Все чаще мыслями пробираясь через катакомбы до немецких складов, я даже не сразу понял, о чем мне говорит Колька:
– Командир, Новый год скоро.
– Че? – похлопал я на него глазами.
– Новый год, – удивленно повторил он. – Тридцать первое послезавтра.
А ведь и правда!
– Точно. Сорок второй на носу.
Страшный, чудовищный, но – переломный.
– А отметим? – Колька смотрел с надеждой, как пацан, каким он, в общем, и был. – У нас дома всегда отмечали. Ёлка, мамка пироги пекла…
Я посмотрел на него. Семнадцать лет пацану. Война, осада – все это сейчас для него совсем не важно.

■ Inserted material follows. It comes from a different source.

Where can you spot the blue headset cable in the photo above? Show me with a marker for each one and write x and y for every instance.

– Отметим, конечно, – пообещал я. – Война войной, а Новый год – это святое.
Готовиться начали всем взводом, и я был удивлен энтузиазму голодных, усталых, привыкших к смертям людей.
Ёлку добыл Реваз. Где он её взял на голой крымской скале – та еще тайна, а он на вопросы только отшучивался. Ладно, не прям ёлка – сосенка, но хвоя же! С ветками! Воткнули в ящик с камнями – стоит.
– Наряжать! – командовал Реваз, будто не сосёнку ставил, а виноградник закладывал. – У кого что есть красивое – давай сюда!
Красивого было негусто, но взвод проявил смекалочку. Гонтаренко нанизал на нитку стреляные гильзы – блестят, чем не игрушки? Хасанов из консервной жести нарезал и выгнул звёздочек – руки золотые, молча сидел и резал, пока не сделал целую горсть. Колька размотал бинт, нарезал на полоски – снег, вроде как, и мишура заодно. Где‑то нашли кусок фольги, и Калюжный соорудил из него, проволоки и тряпицы что‑то вроде звезды. Мы торжественно нанизали ее на верхушку, отошли, посмотрели.
Кривая, тощая, увешенная гильзами, бинтами и жестяными звездочками сосенка едва ли в метр высотой смотрелась специфически, но наполняла штольню запахом смолы, хвои и красиво блестела в свете окопных свечек.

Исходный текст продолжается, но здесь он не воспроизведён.